我有看起来像这样的 DataFrame。
df1 = pd.DataFrame(columns=['ID', 'Divide', 'Object', 'List'], data=[ ['A, B', 2, 20, [0, 5]], ['C, D', 2, 40, [10, 15, 35]], ['E, F', 2, 20, [11, 15]], ['G', 1, 10, [1, 5]], ['H', 1, 10, ''], ['I, J', 2, 20, ''] ])

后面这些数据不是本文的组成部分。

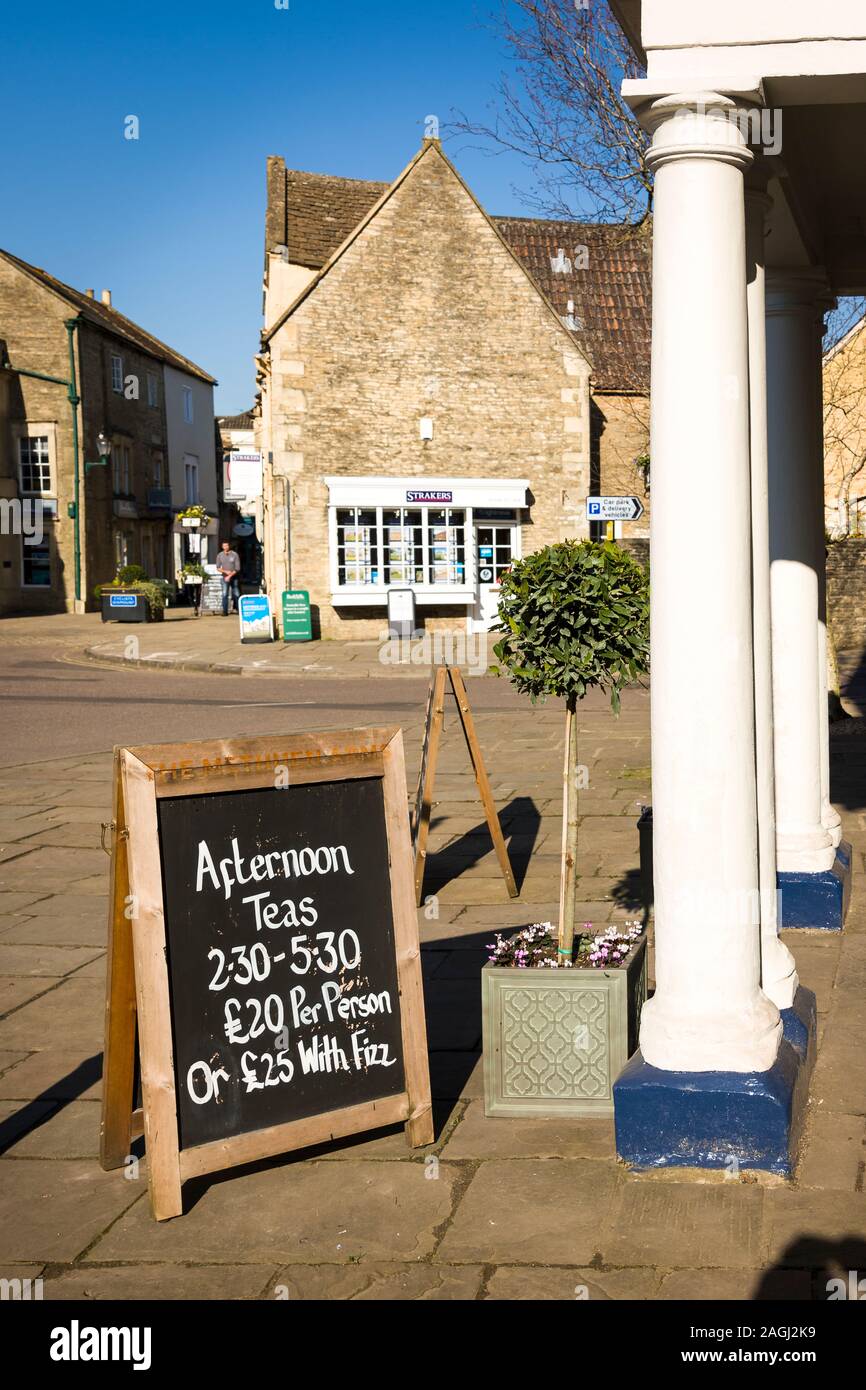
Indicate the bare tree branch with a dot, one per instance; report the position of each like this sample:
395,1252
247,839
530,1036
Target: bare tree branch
562,113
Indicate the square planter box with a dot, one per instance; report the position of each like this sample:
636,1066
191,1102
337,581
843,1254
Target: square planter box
556,1040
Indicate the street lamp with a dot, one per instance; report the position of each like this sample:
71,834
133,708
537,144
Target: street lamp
103,444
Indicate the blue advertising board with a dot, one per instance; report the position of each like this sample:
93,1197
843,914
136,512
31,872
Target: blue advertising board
256,617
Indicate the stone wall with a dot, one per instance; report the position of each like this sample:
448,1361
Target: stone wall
32,323
847,592
620,434
427,313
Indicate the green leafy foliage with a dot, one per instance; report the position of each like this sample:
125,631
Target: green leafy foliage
156,591
574,616
131,574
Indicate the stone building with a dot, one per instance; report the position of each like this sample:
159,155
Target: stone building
441,391
75,373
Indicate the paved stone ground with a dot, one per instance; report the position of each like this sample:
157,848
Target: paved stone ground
184,642
520,1209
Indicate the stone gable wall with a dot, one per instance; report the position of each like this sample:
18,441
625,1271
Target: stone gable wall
426,314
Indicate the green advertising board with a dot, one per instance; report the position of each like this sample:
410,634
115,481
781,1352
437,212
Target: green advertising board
296,616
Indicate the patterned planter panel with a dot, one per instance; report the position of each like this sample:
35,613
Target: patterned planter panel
556,1040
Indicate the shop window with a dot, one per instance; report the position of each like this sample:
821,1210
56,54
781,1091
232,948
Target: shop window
35,566
357,551
495,552
35,464
403,537
446,542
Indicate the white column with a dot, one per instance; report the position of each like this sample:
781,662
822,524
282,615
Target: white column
709,1012
797,563
777,969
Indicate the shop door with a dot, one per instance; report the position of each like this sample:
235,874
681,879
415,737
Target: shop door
495,551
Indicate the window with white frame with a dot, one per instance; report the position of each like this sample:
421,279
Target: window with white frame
357,546
417,546
35,464
191,478
121,456
35,565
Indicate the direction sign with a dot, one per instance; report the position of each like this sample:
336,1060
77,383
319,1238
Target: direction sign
615,509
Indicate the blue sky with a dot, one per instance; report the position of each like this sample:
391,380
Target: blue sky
174,223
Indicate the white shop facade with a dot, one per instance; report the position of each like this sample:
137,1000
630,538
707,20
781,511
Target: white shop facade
448,540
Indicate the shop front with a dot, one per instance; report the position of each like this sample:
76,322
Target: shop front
449,540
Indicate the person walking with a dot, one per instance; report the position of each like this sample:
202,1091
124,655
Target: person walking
228,565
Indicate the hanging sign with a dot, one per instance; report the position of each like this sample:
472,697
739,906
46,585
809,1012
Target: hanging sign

| | ID | Divide | Object | List |
|---:|:-----|---------:|---------:|:-------------|
| 0 | A, B | 2 | 20 | [0, 5] |
| 1 | C, D | 2 | 40 | [10, 15, 35] |
| 2 | E, F | 2 | 20 | [11, 15] |
| 3 | G | 1 | 10 | [1, 5] |
| 4 | H | 1 | 10 | |
| 5 | I, J | 2 | 20 | |
Each ID needs to have its own row.每个ID都需要有自己的行。 However, List column has data belong to each ID .但是, List列具有属于每个ID的数据。 The logic is the following:逻辑如下:
- If there is single ID in the columns (no , ), no change is needed.如果列中只有一个ID (no , ),则无需更改。 a一个
- If there are two IDs ( ID contains , )如果有两个 ID( ID包含, )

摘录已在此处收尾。